Course Outline and Schedule (subject to change)
1. Review of Probability: 1.1. Set Thory, Probability Spaces; 1.3 Conditional Probability and Independence
2. Random Variables: 2.1 Basic Concepts; 2.2 Distribution, Density, and Mass Functions; 2.3 Functions of
Random Variables; 2.4 Expectations, Moments, and Characteristic Functions
3. Pairs of Random Variables: 3.1 Joint and Marginal Distributions; 3.2 Conditional Distributions and
Independence; 3.3 Functions of Two Random Variables; 3.4 Expectations and Correlations
*** MIDTERM EXAM 1 (Feb. 17 or 24) – Cancelled ***
4. Random Vectors: 4.1 Joint, Marginal, and Conditional Distributions; 4.2 Functions of
Several Random Variables; Expectations and Correlations; 4.3 The Multivariate Gaussian Distribution
5. Sequences of Random Variables; Convergence Concepts;
Law of Large Numbers and Central Limit Theorem
***REVIEW *** MIDTERM EXAM 2 (March 23) ***
6. Stochastic Processes
6.1. Basic Concepts
6.2. Covariance, Correlation, and Stationarity
6.3. Gaussian Processes and Brownian Motion
6.4. Poisson and Related Processes
6.5. Power Spectral Density
6.6. Stochastic Processes and Linear Systems
7. Introduction to Markov Chains
7.1. Markov Processes
7.2. Markov Chains
*** FINAL EXAM (early May) ***
Course and University Policies
Honesty and Integrity: Mason expects students to pursue their academic work with honesty and
integrity. Students should feel free to work in groups to discuss lecture material and homework
assignments; however, under no circumstance should a student represent another’s work as his or
her own.
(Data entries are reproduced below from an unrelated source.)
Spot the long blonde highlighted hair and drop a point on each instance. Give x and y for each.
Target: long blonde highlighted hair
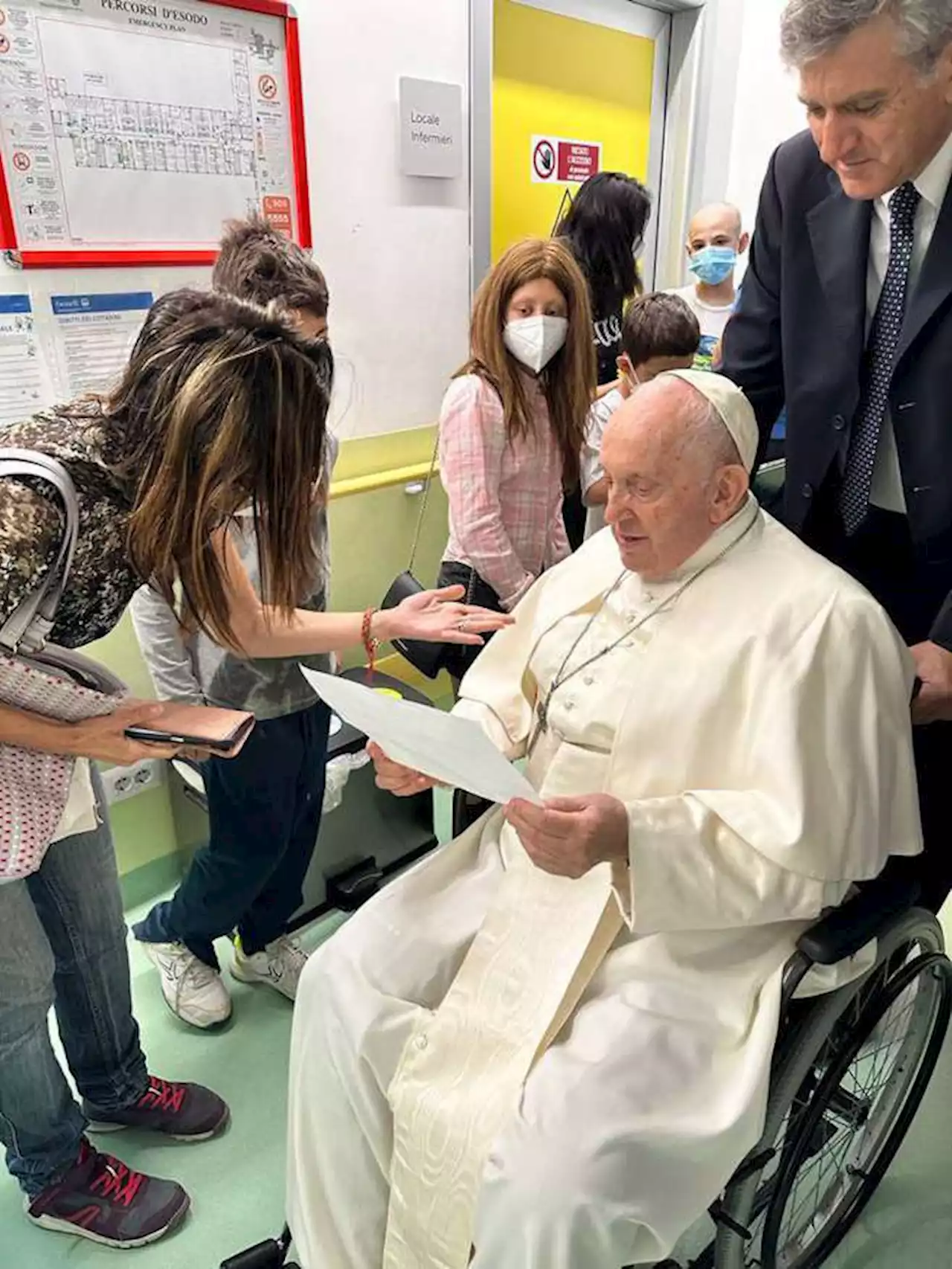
(222, 404)
(569, 379)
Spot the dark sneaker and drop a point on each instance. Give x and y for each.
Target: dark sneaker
(103, 1200)
(186, 1112)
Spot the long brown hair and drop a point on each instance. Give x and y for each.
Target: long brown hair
(222, 404)
(569, 379)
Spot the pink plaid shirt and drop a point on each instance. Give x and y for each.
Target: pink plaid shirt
(506, 499)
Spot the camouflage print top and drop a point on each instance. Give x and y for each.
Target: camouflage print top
(102, 580)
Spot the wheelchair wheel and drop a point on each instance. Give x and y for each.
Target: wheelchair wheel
(844, 1092)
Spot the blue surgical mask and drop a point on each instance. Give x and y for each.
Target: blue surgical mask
(714, 264)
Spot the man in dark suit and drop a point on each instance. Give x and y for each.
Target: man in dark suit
(846, 318)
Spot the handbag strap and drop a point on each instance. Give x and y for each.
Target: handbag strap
(28, 627)
(415, 546)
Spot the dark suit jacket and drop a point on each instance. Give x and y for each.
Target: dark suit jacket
(797, 338)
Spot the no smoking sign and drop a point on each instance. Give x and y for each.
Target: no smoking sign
(562, 161)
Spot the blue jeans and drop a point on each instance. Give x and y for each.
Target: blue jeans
(62, 943)
(264, 811)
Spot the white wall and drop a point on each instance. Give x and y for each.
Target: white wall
(765, 109)
(396, 249)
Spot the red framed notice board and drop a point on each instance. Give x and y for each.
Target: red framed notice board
(132, 129)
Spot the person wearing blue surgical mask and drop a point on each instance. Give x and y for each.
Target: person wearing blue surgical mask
(716, 240)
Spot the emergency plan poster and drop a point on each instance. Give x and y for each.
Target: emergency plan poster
(136, 125)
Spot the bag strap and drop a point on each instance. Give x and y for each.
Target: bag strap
(415, 547)
(28, 627)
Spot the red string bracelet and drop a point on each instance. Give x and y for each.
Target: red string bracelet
(370, 643)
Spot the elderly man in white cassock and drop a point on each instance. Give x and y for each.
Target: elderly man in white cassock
(549, 1044)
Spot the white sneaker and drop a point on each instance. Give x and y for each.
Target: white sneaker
(280, 966)
(192, 989)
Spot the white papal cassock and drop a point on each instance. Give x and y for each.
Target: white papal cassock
(564, 1074)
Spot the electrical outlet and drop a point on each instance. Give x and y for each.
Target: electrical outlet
(126, 782)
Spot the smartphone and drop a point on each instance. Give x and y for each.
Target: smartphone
(221, 731)
(147, 736)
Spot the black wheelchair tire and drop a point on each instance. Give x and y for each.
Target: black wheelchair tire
(743, 1204)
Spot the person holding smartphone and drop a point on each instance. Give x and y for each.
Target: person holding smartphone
(222, 405)
(264, 806)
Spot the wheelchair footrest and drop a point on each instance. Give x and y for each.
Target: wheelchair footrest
(721, 1217)
(264, 1256)
(350, 889)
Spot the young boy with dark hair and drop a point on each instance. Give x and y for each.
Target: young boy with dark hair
(660, 332)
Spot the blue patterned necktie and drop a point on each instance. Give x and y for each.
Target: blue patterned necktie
(880, 357)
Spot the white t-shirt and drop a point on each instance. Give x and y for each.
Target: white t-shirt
(713, 320)
(592, 470)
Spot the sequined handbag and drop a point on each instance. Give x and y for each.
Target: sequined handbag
(43, 679)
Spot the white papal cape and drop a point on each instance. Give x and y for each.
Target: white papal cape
(564, 1074)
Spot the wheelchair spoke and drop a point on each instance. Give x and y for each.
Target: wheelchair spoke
(849, 1114)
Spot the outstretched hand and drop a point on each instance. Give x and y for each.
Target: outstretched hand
(438, 617)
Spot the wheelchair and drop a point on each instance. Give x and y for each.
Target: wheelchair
(849, 1071)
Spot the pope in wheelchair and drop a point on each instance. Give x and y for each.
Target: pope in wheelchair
(550, 1044)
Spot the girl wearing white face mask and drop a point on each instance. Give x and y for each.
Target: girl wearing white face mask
(512, 427)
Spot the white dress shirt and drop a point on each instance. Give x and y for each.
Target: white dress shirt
(932, 183)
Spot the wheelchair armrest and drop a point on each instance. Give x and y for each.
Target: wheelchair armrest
(847, 929)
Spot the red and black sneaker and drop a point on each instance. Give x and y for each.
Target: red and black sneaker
(103, 1200)
(186, 1112)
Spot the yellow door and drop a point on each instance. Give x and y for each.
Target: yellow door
(569, 95)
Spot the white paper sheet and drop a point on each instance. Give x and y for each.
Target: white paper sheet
(451, 751)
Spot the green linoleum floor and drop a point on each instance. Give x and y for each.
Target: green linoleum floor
(238, 1182)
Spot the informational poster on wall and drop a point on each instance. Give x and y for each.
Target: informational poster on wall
(138, 127)
(94, 335)
(25, 386)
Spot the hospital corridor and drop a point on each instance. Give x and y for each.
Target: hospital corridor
(475, 634)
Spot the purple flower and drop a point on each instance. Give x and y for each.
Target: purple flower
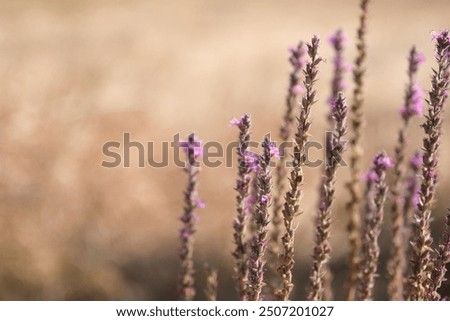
(415, 103)
(338, 39)
(382, 161)
(370, 176)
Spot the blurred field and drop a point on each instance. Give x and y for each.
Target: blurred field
(76, 74)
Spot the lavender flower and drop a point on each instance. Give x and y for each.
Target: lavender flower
(412, 106)
(291, 207)
(356, 122)
(246, 164)
(375, 210)
(420, 282)
(193, 150)
(338, 40)
(441, 260)
(261, 217)
(298, 62)
(322, 250)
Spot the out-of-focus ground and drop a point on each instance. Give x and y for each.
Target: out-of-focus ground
(76, 74)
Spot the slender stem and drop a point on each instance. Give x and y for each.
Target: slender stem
(356, 124)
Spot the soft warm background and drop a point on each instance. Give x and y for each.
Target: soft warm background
(77, 73)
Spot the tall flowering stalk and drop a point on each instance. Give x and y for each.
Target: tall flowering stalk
(420, 282)
(377, 190)
(261, 216)
(412, 106)
(356, 122)
(291, 206)
(441, 261)
(337, 40)
(193, 150)
(297, 61)
(242, 189)
(334, 153)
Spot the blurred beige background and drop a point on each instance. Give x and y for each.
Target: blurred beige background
(76, 74)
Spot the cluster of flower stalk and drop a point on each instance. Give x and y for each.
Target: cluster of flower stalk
(268, 204)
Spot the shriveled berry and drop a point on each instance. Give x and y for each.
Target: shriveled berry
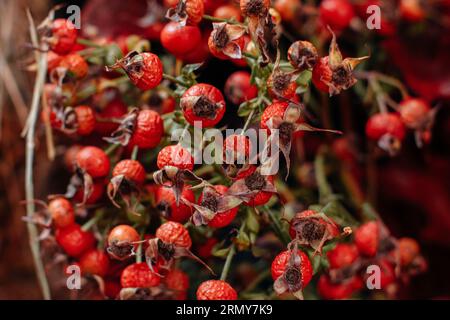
(139, 275)
(175, 156)
(174, 233)
(94, 262)
(74, 240)
(94, 161)
(166, 203)
(203, 103)
(61, 211)
(216, 290)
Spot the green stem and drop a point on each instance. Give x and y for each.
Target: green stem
(175, 80)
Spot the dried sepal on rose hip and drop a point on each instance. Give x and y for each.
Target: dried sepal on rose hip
(283, 120)
(172, 242)
(203, 104)
(216, 290)
(313, 229)
(127, 178)
(122, 242)
(254, 190)
(144, 69)
(187, 12)
(303, 55)
(388, 130)
(226, 41)
(215, 208)
(333, 73)
(143, 129)
(238, 156)
(291, 272)
(417, 114)
(166, 204)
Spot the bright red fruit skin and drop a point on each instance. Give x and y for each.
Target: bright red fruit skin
(206, 91)
(174, 233)
(94, 262)
(165, 198)
(75, 64)
(221, 219)
(139, 275)
(62, 213)
(85, 120)
(180, 40)
(149, 130)
(336, 13)
(385, 123)
(74, 240)
(94, 161)
(238, 88)
(367, 238)
(65, 36)
(343, 255)
(132, 170)
(216, 290)
(281, 261)
(175, 156)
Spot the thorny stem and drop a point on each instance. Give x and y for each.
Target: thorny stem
(277, 226)
(173, 79)
(230, 255)
(29, 157)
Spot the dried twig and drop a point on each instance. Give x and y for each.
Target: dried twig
(29, 154)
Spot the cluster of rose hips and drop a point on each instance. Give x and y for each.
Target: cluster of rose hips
(85, 98)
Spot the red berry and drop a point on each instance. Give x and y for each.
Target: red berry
(367, 238)
(115, 109)
(413, 112)
(254, 8)
(179, 40)
(166, 203)
(411, 10)
(216, 290)
(64, 36)
(139, 275)
(148, 130)
(343, 255)
(94, 262)
(381, 124)
(281, 262)
(336, 13)
(322, 74)
(132, 170)
(303, 55)
(61, 211)
(221, 219)
(239, 89)
(178, 281)
(74, 240)
(254, 182)
(203, 103)
(94, 161)
(75, 65)
(85, 120)
(121, 241)
(174, 233)
(175, 156)
(337, 291)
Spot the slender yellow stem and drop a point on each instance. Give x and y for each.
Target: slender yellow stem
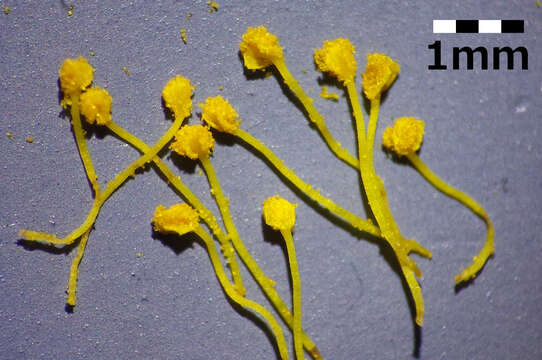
(378, 201)
(74, 270)
(489, 246)
(82, 145)
(352, 219)
(371, 128)
(314, 116)
(234, 295)
(205, 214)
(223, 206)
(102, 196)
(296, 293)
(358, 115)
(263, 281)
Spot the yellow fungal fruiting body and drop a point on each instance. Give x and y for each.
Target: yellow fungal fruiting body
(179, 219)
(279, 213)
(327, 95)
(220, 115)
(177, 95)
(260, 48)
(379, 74)
(337, 58)
(96, 105)
(75, 76)
(405, 137)
(193, 141)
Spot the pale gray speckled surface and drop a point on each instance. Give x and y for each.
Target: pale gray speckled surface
(483, 136)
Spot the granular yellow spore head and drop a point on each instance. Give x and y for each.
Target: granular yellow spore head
(220, 115)
(179, 219)
(96, 105)
(279, 213)
(75, 76)
(260, 48)
(405, 137)
(337, 58)
(193, 141)
(177, 95)
(379, 74)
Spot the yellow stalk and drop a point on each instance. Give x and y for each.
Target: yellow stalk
(352, 219)
(296, 293)
(314, 116)
(488, 249)
(234, 295)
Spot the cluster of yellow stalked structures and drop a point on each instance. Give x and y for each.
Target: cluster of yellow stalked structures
(260, 49)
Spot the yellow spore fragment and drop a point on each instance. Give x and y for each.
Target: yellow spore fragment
(213, 6)
(260, 48)
(96, 105)
(337, 58)
(380, 72)
(193, 141)
(177, 95)
(405, 137)
(220, 115)
(331, 96)
(279, 213)
(75, 76)
(179, 219)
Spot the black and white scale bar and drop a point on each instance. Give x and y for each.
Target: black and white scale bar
(478, 26)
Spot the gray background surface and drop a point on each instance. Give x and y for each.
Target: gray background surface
(482, 135)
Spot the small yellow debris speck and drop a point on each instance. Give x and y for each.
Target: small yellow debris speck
(331, 96)
(213, 5)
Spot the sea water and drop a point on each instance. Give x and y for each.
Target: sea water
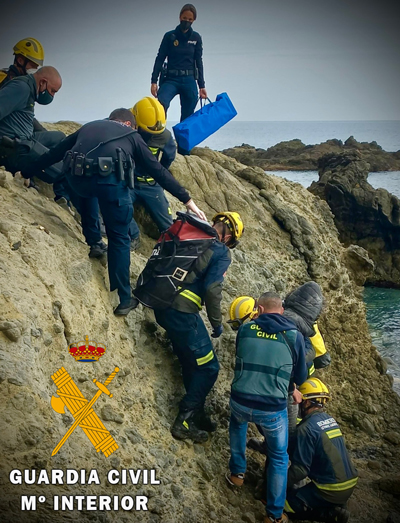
(382, 305)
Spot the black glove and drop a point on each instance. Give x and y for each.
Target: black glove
(217, 331)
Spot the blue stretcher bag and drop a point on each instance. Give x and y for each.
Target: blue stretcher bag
(204, 122)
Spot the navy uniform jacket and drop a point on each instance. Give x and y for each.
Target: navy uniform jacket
(206, 288)
(92, 134)
(8, 74)
(184, 52)
(319, 452)
(17, 106)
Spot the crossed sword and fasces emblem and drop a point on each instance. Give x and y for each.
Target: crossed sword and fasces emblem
(71, 397)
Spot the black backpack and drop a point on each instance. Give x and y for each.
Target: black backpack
(172, 263)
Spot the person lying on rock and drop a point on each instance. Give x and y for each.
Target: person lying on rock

Copying solutions for assigned homework problems, from any source, constitutes a violation
of the university honor code. Any forms of cheating may cause penalties, from getting F in this course
to academic actions in accordance with university policy.
Email Communications: Students must use their MasonLive email account to receive important
University information, including messages related to this class. See http://masonlive.gmu.edu for more
information. Homework assignments and other course material will be emailed to your MasonLive
email account. Also, when you send me an email, please write ece528 on the subject line.
University Policies: The University Catalog, http://catalog.gmu.edu, is the central resource for
university policies affecting student, faculty, and staff conduct in university academic affairs. Other
policies are available at http://universitypolicy.gmu.edu/. All members of the university community are
responsible for knowing and following established policies. Academic integrity is of great importance to
the Mason community. Mason provides accommodations through the Office of Disability Services.